An Apprenticeship: Or, The Book of Delights by Clarice Lispector

Excerpted from an article in Magill’s Survey of World Literature, Revised Edition

First published:Uma aprendizagem: Ou, O livro dos prazeres, 1969 (English translation, 1986)

Type of work: Novel

The Work

An Apprenticeship may well be Lispector’s most accessible novel, although it deals with some of the same issues as her more complex and difficult works. At the novel’s beginning, Lori, the main character, is preparing to meet her suitor and mentor, the young philosophy teacher Ulysses. Waves of nausea overcome her and she feels she must cancel the appointment. Her nausea stems from feelings of vulnerability and powerlessness when she considers the vastness of being. She knows that her life has no determined shape, and that only she can give it shape, but this knowledge results at first in imprisonment in dread rather than liberation. She does not accept her freedom to shape her own life, and to give and accept love. Her predicament is symbolized by an event in her past when, lost in a foreign city, she did not remember the name of her hotel, and in a panic asked the taxi driver to keep driving, hoping that she would find her way back.

Lori does finally choose to keep the appointment, which is a first step toward freedom. Through a series of meetings with Ulysses, through meditating on what he says, and through prayer toward an undefined, impersonal god for courage to live, Lori draws closer to full participation in life. She learns to accept her body, and to live in it. She learns to take part in social occasions and withstand the gaze of the world, to enjoy the pleasures of natural beauty, and to give of herself. While Ulysses is courting her, he is also going through a parallel experience. Although Ulysses’ apprenticeship seems to be more intellectualized, he, too, is learning to accept his freedom.

The final scene of the novel is the consummation of the affair between Ulysses and Lori. They are now ready for each other, and ready to give up what needs to be sacrificed for full participation in a relationship. “Do you think love is a mutual gift of one’s solitude?” Ulysses asks. Lori will say only: “. . . my search has come to an end.” The novel ends with a colon, as Ulysses is about to speak.

An Apprenticeship is strikingly lyrical, moving along according to a series of epiphanies rather than according to chronological time. The reader goes from one crisis of realization within Lori’s subjective experience to another. The recurrent motifs of water, of the breeze, and of moving vehicles suggest the flowing nature of Lori’s experience and the natural quality of her development. This is a novel that allows the reader to watch Lori become herself as one might watch a fish take shape swimming upward toward the watcher.

Bibliography

Castillo, Debra. Talking Back: Toward a Latin American Feminist Literary Criticism. Ithaca, N. Y.: Cornell University Press, 1992.

Cixous, Helene. “Coming to Writing” and Other Essays. Translated by Sarah Cornell et al. Cambridge, Mass.: Harvard University Press, 1991.

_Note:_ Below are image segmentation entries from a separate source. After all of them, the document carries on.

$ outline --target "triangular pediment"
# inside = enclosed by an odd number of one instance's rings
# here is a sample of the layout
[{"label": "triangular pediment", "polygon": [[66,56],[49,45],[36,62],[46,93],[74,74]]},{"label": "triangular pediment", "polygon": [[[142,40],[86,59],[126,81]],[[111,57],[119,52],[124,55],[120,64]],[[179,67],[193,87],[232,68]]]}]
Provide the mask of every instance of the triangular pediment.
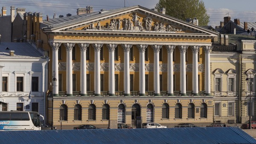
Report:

Cixous, Helene. Reading with Clarice Lispector. Translated by Verena A. Conley. Minneapolis: University of Minnesota Press, 1990.

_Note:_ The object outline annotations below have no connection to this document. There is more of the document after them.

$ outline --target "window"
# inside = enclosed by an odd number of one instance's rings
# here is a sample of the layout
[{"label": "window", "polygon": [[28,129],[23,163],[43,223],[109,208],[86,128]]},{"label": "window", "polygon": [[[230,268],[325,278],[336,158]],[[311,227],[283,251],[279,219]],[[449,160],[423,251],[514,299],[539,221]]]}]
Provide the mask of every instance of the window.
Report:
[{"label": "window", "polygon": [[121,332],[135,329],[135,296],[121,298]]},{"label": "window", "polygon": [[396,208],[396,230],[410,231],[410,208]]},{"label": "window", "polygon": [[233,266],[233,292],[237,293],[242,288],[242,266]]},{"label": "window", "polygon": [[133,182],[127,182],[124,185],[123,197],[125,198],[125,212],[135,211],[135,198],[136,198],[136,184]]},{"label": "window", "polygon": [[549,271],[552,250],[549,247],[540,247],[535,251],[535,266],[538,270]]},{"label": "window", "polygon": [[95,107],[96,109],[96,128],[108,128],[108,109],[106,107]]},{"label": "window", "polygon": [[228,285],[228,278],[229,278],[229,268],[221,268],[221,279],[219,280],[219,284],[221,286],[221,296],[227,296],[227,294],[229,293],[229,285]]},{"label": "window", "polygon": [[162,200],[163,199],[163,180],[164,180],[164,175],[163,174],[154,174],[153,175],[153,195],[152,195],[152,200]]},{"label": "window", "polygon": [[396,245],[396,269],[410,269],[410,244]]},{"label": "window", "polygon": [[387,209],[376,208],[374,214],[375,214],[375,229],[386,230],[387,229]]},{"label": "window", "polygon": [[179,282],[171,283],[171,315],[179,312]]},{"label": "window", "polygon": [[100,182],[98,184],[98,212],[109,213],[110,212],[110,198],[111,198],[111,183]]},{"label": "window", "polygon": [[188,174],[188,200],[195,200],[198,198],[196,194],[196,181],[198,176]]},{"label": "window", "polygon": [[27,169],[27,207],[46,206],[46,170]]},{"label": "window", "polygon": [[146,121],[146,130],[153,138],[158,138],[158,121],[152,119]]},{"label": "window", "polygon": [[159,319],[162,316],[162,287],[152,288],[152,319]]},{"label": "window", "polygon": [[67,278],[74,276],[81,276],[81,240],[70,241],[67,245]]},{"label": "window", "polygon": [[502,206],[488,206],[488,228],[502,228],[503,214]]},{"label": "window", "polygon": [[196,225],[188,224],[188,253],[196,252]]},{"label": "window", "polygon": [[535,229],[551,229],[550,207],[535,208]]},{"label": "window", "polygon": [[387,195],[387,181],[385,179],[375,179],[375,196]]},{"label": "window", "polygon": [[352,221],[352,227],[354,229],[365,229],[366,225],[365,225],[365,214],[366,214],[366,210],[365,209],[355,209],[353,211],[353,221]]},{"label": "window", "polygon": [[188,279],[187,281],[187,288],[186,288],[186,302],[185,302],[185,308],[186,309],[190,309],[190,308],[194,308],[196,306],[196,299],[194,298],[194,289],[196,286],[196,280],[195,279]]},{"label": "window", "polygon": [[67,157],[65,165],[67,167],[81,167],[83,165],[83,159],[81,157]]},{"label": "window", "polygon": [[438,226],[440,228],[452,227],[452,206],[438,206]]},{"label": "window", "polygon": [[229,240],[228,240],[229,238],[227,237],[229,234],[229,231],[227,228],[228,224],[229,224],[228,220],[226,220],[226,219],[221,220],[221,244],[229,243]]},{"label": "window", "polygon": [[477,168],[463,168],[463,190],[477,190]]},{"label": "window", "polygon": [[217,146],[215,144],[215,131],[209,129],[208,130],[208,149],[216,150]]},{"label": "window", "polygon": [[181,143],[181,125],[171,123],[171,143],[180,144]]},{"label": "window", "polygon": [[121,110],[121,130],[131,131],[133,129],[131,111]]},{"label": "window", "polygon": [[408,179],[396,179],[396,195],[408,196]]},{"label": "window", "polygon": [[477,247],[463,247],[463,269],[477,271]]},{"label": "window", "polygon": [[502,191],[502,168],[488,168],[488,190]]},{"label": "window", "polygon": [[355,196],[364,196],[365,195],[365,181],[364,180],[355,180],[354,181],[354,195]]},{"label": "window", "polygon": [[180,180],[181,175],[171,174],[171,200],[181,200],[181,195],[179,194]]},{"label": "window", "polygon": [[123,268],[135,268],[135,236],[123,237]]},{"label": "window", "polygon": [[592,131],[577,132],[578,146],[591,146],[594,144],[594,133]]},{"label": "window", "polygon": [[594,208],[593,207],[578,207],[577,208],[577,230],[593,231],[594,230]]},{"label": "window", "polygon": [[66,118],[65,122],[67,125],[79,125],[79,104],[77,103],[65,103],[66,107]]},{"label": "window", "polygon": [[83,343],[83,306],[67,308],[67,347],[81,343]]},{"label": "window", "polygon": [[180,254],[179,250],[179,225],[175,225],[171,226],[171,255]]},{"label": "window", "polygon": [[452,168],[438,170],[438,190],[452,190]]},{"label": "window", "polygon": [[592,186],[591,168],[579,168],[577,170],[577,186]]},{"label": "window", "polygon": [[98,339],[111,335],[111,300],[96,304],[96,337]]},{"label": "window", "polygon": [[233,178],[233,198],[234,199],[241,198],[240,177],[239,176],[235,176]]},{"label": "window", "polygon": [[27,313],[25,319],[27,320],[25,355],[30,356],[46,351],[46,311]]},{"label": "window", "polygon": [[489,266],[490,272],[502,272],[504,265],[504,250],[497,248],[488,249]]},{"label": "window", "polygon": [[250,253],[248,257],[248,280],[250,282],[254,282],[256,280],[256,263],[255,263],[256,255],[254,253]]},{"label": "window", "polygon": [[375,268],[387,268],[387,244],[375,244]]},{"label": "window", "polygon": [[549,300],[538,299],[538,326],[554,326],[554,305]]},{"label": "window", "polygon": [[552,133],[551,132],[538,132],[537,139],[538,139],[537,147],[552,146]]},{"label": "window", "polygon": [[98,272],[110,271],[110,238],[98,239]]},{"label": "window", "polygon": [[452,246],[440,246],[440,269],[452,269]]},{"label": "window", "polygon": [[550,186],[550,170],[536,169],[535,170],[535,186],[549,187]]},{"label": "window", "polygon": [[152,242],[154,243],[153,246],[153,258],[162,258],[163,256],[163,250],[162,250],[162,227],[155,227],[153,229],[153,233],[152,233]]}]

Fitz, Earl E. Clarice Lispector. Boston: Twayne, 1985.

Fitz, Earl E. Sexuality and Being in the Poststructuralist Universe of Clarice Lispector: The Difference of Desire. Austin: University of Texas Press, 2001.

Lindstrom, Naomi. Women’s Voice in Latin American Literature. Washington, D.C.: Three Continents Press, 1989.

Peixoto, Marta. Passionate Fictions: Gender, Narrative, and Violence in Clarice Lispector. Minneapolis: University of Minneapolis Press, 1994.

Santos, Cristina. Bending the Rules in the Quest for an Authentic Female Identity: Clarice Lispector and Carmen Boullosa. New York: P. Lang, 2004.

Trigo, Benigno. Remembering Maternal Bodies: Melancholy in Latina and Latin American Women’s Writing. New York: Palgrave Macmillan, 2006.

Williams, Claire. Encounter Between Opposites in the Works of Clarice Lispector. Bristol, England: University of Bristol, 2006.